Towards a Post-Pandemic World: Cultivating a New Community

By Harah Chon and Christy Davis

The 21st century is defined by rapid change. From technology and changing power dynamics to social issues, today’s complexities call for a renewed focus and attention towards our environments, economies and culture. The COVID-19 pandemic has disrupted our daily routines and impacted each of us in a myriad of ways. As we shift from our present situation to a post-COVID world, we can begin imagining a new, contemporary form of community that is not inherited but collectively designed, built and nurtured. 


Responding to the pandemic has, in so many ways, brought out the best of us. Singaporeans gave in record sums to charity through online donation platforms in 2020. In spite of this, there is still an emphasis on individual wants, needs and comforts. Our ability to tackle today’s social challenges requires that we consider the values defining our individual and collective responsibilities. Making the mindset shift from “me” to “we” allows for the design of new behavioural patterns to produce more meaningful perspectives, courses of action, and impactful change.

21st-Century Complexity

The world is facing new challenges that are marked by the changing demands of the 21st century, presenting new degrees of complexity that lead to an increasingly intangible world. Advances in technologies impact many aspects of human life, calling for a more humane and collaborative shift that considers the needs of people and society. This calls for the development of future actions, addressing the tensions produced across the dimensions of capital, technology, change and disruption.
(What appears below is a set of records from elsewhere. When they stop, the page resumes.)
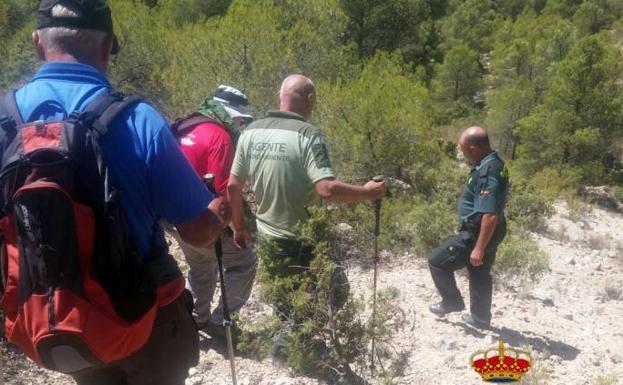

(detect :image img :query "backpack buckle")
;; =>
[0,115,17,131]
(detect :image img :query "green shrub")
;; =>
[238,207,404,385]
[493,225,550,281]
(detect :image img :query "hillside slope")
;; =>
[0,204,623,385]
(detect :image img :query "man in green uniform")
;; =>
[228,75,385,308]
[428,127,508,328]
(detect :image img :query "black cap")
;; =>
[37,0,119,55]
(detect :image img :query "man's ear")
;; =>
[32,31,45,61]
[307,92,316,112]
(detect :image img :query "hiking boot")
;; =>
[428,301,465,315]
[461,313,491,329]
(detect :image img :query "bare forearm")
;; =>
[316,180,371,203]
[227,175,247,230]
[475,213,499,250]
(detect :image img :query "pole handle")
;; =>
[372,175,385,237]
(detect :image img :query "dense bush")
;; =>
[493,226,549,282]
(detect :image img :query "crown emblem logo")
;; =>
[469,340,532,383]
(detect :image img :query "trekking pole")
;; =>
[203,174,238,385]
[214,237,238,385]
[370,175,383,377]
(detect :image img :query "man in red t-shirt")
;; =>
[178,85,257,337]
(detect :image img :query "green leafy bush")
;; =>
[493,226,550,282]
[238,208,404,385]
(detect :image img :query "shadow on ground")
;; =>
[448,316,580,361]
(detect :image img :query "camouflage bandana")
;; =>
[197,97,240,141]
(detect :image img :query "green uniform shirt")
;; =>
[231,111,335,238]
[458,151,508,222]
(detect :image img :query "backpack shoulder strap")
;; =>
[0,91,24,131]
[77,92,141,138]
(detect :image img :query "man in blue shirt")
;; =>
[428,127,508,328]
[6,0,229,385]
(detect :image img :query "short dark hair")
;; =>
[465,131,491,147]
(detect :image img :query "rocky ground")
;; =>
[0,204,623,385]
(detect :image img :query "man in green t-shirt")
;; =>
[228,75,385,308]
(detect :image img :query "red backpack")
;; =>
[0,93,183,373]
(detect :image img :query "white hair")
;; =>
[35,4,109,57]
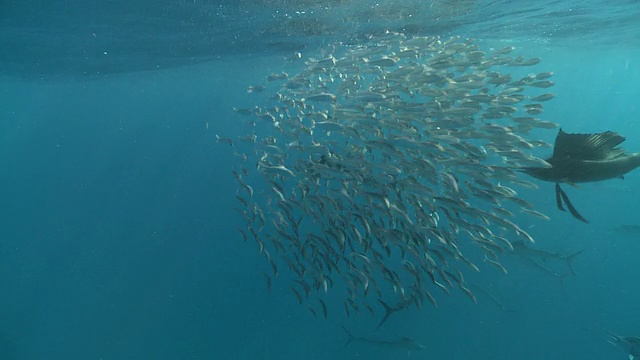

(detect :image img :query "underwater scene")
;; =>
[0,0,640,360]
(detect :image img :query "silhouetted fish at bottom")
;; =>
[519,129,640,223]
[604,329,640,360]
[340,325,425,351]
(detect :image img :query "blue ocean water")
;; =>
[0,0,640,359]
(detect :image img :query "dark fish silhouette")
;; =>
[520,129,640,223]
[375,299,409,331]
[340,325,425,351]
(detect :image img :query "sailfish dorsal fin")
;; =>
[552,129,625,160]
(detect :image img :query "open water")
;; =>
[0,0,640,360]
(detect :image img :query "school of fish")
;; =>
[224,31,558,321]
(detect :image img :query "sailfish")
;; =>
[519,129,640,223]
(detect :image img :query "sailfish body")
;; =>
[520,129,640,222]
[522,129,640,184]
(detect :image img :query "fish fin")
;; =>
[556,183,566,211]
[558,186,589,224]
[551,129,625,160]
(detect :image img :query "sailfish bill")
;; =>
[556,183,589,224]
[519,129,640,223]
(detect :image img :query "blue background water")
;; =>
[0,1,640,359]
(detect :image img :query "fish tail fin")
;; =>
[564,250,584,275]
[340,325,355,347]
[374,299,394,331]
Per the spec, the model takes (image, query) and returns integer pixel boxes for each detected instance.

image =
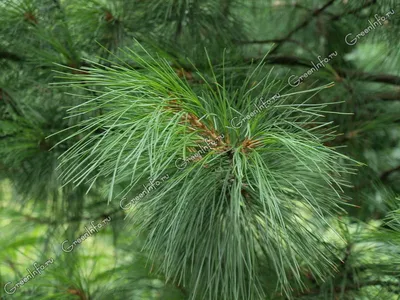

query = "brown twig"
[270,0,335,54]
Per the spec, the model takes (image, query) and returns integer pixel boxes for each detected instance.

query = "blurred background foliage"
[0,0,400,300]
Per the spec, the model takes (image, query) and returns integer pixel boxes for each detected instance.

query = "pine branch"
[379,166,400,181]
[246,55,400,85]
[270,0,335,54]
[0,51,24,62]
[331,0,377,21]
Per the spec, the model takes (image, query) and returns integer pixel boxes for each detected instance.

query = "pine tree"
[0,0,400,300]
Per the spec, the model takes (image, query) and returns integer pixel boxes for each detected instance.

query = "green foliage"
[0,0,400,300]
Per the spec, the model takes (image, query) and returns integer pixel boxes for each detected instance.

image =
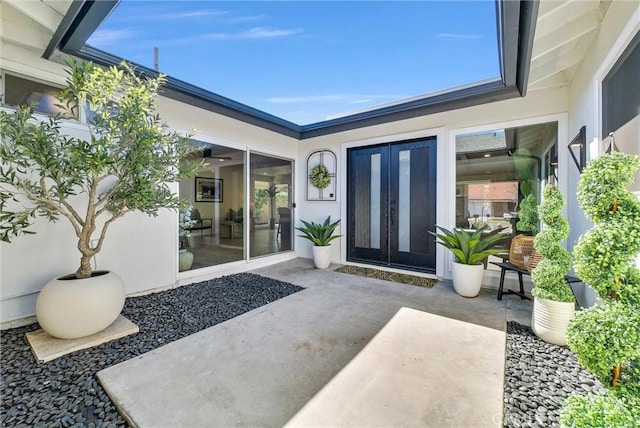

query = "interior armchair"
[187,209,213,236]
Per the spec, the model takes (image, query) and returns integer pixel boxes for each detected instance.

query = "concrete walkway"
[98,259,531,427]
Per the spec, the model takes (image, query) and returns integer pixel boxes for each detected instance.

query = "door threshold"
[344,262,440,279]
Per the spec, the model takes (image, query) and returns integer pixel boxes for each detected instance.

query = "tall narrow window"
[248,153,293,257]
[4,74,70,117]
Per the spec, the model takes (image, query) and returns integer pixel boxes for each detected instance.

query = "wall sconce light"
[569,126,587,172]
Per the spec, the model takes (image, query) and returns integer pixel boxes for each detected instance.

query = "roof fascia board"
[300,80,519,140]
[47,0,538,139]
[497,0,521,86]
[74,45,300,138]
[42,1,84,59]
[59,0,120,53]
[516,0,540,97]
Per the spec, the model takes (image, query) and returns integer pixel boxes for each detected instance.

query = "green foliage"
[262,182,280,219]
[574,152,640,299]
[560,391,640,428]
[296,216,342,247]
[429,226,508,265]
[567,301,640,385]
[0,56,199,278]
[178,200,198,249]
[516,193,539,235]
[253,189,269,219]
[531,185,574,302]
[561,152,640,427]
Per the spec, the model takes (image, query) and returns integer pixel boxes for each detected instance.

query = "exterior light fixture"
[569,126,587,172]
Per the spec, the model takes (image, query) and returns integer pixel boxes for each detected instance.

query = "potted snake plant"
[429,226,508,297]
[296,216,342,269]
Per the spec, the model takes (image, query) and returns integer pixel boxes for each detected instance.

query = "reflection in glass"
[249,153,293,257]
[370,153,380,249]
[456,122,558,270]
[179,141,245,270]
[398,150,411,252]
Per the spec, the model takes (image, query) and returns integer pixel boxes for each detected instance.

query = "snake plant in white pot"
[296,216,342,269]
[429,226,507,297]
[0,60,199,339]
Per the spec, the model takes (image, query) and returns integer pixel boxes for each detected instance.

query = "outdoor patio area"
[2,258,596,427]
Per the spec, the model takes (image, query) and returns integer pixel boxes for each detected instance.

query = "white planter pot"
[178,249,193,272]
[453,262,484,297]
[531,297,576,346]
[313,245,331,269]
[36,271,125,339]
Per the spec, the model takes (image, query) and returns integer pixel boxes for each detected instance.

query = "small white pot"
[178,249,193,272]
[453,262,484,297]
[531,297,576,346]
[36,271,125,339]
[313,245,331,269]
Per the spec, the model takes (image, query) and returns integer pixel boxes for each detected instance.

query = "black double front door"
[347,137,437,272]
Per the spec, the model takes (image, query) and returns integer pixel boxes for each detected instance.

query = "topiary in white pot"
[0,60,199,338]
[531,184,575,346]
[560,144,640,427]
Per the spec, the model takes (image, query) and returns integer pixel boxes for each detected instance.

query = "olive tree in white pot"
[429,226,507,297]
[296,216,342,269]
[531,184,575,346]
[0,59,199,339]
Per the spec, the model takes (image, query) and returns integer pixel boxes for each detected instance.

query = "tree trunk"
[76,254,91,279]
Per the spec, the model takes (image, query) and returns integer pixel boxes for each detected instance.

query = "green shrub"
[516,193,538,235]
[560,152,640,427]
[531,185,574,302]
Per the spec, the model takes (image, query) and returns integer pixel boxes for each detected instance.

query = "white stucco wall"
[0,52,298,327]
[560,1,640,306]
[0,1,640,325]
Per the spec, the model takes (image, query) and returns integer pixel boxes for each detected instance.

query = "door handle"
[389,201,396,226]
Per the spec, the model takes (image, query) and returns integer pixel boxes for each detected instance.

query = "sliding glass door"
[249,153,293,257]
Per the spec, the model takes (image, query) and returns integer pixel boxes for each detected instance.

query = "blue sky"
[88,0,499,124]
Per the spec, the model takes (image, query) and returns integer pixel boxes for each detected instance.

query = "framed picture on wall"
[196,177,222,202]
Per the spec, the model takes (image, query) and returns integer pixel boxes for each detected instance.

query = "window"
[602,33,640,138]
[4,74,71,117]
[456,122,558,268]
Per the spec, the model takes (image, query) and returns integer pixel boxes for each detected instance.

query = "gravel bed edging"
[0,273,303,427]
[503,322,604,428]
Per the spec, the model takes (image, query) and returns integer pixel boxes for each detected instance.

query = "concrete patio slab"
[286,308,506,427]
[25,315,140,363]
[98,259,531,427]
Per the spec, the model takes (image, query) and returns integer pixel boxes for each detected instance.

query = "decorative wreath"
[309,163,331,189]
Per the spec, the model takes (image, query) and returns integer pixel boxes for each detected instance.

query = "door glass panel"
[370,153,380,249]
[398,150,411,252]
[179,141,245,271]
[249,153,293,257]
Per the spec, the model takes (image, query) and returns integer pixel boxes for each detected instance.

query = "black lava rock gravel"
[0,273,302,427]
[504,322,603,428]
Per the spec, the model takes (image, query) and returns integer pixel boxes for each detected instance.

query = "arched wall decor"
[307,150,338,201]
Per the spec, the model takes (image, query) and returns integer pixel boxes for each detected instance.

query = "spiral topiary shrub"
[560,148,640,427]
[516,193,538,235]
[531,185,574,302]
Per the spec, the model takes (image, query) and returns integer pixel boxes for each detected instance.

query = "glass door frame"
[243,147,296,263]
[337,127,444,277]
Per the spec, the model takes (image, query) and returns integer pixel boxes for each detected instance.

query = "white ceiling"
[0,0,72,54]
[528,0,612,90]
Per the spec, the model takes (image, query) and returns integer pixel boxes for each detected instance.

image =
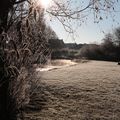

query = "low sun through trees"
[0,0,120,120]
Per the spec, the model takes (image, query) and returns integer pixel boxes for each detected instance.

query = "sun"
[39,0,51,8]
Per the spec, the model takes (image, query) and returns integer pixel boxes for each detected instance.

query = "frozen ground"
[26,61,120,120]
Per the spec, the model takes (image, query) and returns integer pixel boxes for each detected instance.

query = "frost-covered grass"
[26,61,120,120]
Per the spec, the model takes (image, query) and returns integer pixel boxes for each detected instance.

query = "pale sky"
[46,2,120,43]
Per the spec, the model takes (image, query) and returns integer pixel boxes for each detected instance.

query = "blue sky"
[47,2,120,43]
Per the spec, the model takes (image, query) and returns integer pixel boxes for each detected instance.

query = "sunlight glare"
[39,0,51,8]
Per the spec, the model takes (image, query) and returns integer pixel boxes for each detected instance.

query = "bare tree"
[0,0,118,120]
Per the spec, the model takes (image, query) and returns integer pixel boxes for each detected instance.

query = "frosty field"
[26,61,120,120]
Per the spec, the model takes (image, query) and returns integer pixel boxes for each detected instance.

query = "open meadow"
[25,61,120,120]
Social, human and economic capital: The ever-changing social, human and economic needs create new contexts and measures for human activity. What is the value of this capital and how can it evolve to produce resilience and robustness?

People + Technology: Advancements in technology require human understanding and new capabilities in the adoption of processes and systems. What is the future role of technology and how can it be more appropriately designed within the constraints of human needs?

Speed of Change: As a temporal concept, change is an inevitable condition responding to a series of moments that contemplate the present. Against the rapid nature of change, what are ways to develop more versatility in response to growing uncertainty and complexity?

Disruption: The concept of disruption has been widely adopted as a strategy to combat and tackle complex issues and problems. While disruptions are designed and executed to positively respond to challenges, they often produce unfavourable outcomes and implications. How can disruptions be more positive, constructive and transformative?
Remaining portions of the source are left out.